Des ouvriers occupent leur ferme confisquée par un neveu de Ben Ali

TUNIS (AFP) - Des ouvriers agricoles occupent leur ferme, à l'ouest de Tunis, qui avait été confisquée par un neveu du président déchu Zine El Abidine Ben Ali, selon des images de la télévision publique tunisienne samedi.

Le mot "Révolution" peint sur un mur, le 21 janvier 2011 à Tunis (© - Martin Bureau)
Alors que la Tunisie observe un deuxième jour de deuil national en mémoire des vcitimes de la "révolution du jasmin", une nouvelle manifestation est prévue dans le centre de Tunis.

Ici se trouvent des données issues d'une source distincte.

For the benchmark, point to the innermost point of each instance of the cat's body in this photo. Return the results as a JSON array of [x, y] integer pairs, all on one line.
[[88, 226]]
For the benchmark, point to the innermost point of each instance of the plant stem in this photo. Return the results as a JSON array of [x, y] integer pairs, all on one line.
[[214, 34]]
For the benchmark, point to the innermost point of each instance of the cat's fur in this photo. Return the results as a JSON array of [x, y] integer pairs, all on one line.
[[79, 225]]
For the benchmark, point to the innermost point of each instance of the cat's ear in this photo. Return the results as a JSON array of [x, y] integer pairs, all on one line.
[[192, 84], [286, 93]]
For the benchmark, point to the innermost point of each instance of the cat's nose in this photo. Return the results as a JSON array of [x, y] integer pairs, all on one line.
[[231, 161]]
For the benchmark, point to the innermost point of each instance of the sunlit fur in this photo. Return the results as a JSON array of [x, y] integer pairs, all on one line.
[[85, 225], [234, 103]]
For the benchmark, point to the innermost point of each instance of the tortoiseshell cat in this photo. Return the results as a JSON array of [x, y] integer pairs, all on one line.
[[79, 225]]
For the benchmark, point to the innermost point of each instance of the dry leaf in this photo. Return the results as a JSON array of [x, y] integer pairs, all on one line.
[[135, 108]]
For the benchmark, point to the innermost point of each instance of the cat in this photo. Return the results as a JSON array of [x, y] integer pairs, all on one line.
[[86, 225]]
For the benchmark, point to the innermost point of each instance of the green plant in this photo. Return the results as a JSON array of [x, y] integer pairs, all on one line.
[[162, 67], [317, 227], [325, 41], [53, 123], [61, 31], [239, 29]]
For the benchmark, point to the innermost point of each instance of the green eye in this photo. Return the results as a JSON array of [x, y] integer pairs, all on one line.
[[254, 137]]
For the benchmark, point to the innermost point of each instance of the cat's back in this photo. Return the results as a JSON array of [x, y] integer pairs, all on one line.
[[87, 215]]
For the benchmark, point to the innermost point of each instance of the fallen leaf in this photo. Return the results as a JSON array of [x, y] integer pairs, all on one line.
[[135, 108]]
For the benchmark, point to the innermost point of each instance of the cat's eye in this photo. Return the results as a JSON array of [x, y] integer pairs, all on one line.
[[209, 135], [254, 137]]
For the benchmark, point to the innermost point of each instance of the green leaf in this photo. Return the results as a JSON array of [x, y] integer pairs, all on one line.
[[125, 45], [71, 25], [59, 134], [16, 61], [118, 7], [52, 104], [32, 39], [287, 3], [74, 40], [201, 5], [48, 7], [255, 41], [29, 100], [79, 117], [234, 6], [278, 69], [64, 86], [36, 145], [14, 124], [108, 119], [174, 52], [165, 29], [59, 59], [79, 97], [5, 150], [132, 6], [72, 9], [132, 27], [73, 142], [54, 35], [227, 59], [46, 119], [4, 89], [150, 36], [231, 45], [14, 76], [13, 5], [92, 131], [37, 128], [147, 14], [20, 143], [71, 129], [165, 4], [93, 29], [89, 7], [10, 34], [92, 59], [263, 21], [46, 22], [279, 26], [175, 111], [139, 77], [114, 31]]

Elle doit dénoncer la mainmise des caciques de l'ancien régime sur le gouvernement d'union nationale, en dépit des assurances données vendredi soir par le Premier ministre Mohammed Ghannouchi, qui a promis de mettre fin à sa carrière politique à l'issue de la période de transition, d'ici six mois au maximum, et d'abroger les "lois antidémocratiques".

Une dizaine d'ouvriers agricoles ont entamé l'occupation de leur ferme, près de Beja, à 105 km à l'ouest de Tunis, qui avait été confisquée par Sofiane Ben Ali, et réclament le retour des anciens propriétaires spoliés par le neveu de l'ex-chef d'Etat, selon la télévision publique.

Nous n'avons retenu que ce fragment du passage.